TLYS is another retailed (mall-based) which has been consistently outperforming the expectations put on it. The company had been reporting its third-quarter earnings the current week and broke through the consensus. They ended up producing not just sequential growth despite a second-quarter shut-down. Interestingly, with the company already doing away with the consensus target set for the full year, one would expect it to go higher. But, surprisingly, it is not. According to news, the shares have been going down by 15%- which should beget the question- should one get in?
The stocks of TLYS have been considered to be interesting, simply because there is a huge dividend that needs to be taken into account. Now, while the opportunity is all about speculation- one can still find a yield worth 10%. The company has never been a payer of regular dividends but has been paying something special in the last four years. If it continues to pay at $1 till February, the yield would be close to 12%.
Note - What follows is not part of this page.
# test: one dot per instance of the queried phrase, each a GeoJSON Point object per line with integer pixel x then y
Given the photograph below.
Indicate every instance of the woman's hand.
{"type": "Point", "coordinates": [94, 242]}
TLYS’s Leans Hard On eCommerce
While there is no one questioning the dexterity of TLYS in the field of eCommerce, there are certain questions that need to be answered. One of them is, how long would it be able to sustain its business through eCommerce? This is in relation to the brands it works for having their own eCommerce portal. Nevertheless, the revenue for the company did accelerate from the second to the third- and went beyond the consensus by close to 700 points.
Regardless of the outbounds, the shares of TLYS have not reclaimed their levels that were present before COVID. But, it is hardly surprising, considering the revenue has been down for the entire year- and shouldn’t technically rebound until the next year.